The evaluation strategy included two main elements. First, a comparative study of cases referred to CARTs and a control group of social services clients - examining changes over time within and between the two groups. Second, a qualitative analysis of interviews with general practitioners, community nurses, social care managers and CART team members. In addition a secondary analysis of case notes of patients discharged from CARTs was undertaken.

A number of methods were adopted to ensure that the evaluation of the work was thorough: these included the use of a modified Bartel ADL index, the Philadelphia geriatric centre morale scale, the care givers strain index, Glasgow community stroke project needs assessment questionnaire. In addition a questionnaire was designed specifically for the project.

The evaluation and on-going management of the approach has demonstrated significant benefits, including:

  1. Increased patient and carer satisfaction with services
  2. Reduction in disability for those patients without terminal illness.
  3. Increased numbers of patients able to continue living in their own home.

The project has reinforced the merit of single patient documentation and case notes.

Analysis of the case notes confirmed that the CART therapists in 72% of the cases (36) and 68% of these goals were met set treatment goals for patients.

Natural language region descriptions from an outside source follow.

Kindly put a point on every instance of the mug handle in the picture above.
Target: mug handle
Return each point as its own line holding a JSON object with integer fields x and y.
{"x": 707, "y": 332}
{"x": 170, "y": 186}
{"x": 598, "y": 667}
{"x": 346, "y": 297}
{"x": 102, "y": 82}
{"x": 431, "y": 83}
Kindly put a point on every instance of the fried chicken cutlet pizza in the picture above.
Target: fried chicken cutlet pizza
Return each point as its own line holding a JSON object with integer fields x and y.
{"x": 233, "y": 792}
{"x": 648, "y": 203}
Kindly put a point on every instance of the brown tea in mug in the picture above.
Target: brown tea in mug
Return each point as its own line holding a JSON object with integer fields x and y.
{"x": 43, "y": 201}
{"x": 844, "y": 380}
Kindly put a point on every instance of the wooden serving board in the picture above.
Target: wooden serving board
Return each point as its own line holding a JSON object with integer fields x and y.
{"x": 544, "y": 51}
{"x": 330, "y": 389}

An important message from the interviews with team members was about the danger of allowing the teams to become separate entity rather than an integrated element of the local community teams. One team members said ' because CARTs were set up as a separate team, an entity of its own, this has sort of created barriers around us as a team and I've had conflict with the social services OT because she thought I was poaching her patch . .'.

The evaluation also raised questions about the rehabilitation role of nurses and suggested that this aspect of the approach required further investigation, i.e. how best to provide nursing contributions to the team's work. The evaluation suggested that an eldercare specialist nurse might be more appropriately attached to the team than the district nurse.

Tips for success

  1. Manage the launch of services incrementally - avoid raising unrealistically patient and service user expectations
  2. Ensure that lessons from the initial stages are reflected in plans for ‘roll-out'.
  3. Provide training for clinicians who have not worked in a community setting - at induction and as they ‘settle in' to their new role.
  4. Ensure that links between newly established teams and existing teams are maintained - don't allow space between the new CART and the existing community teams to develop.
  5. Consider carefully how to provide the nursing contribution to the Team - be clear what skills are needed.

To find out more contact

Lynne Kendall
Cornwall Healthcare NHS Trust
Porthpean Road
St Austell PL 26 6AD
Telephone 01726 291009
Fax 01726 291080

The following material is available:
  1. Project evaluation report
  2. Local information sheet for one of the teams.

ImpAct bottom line:

  1. Pilot phases are a valuable way of learning about the impact of new developments - but allow time for reassessment before ‘rolling out' the new service - build on the good and rebuild the bad.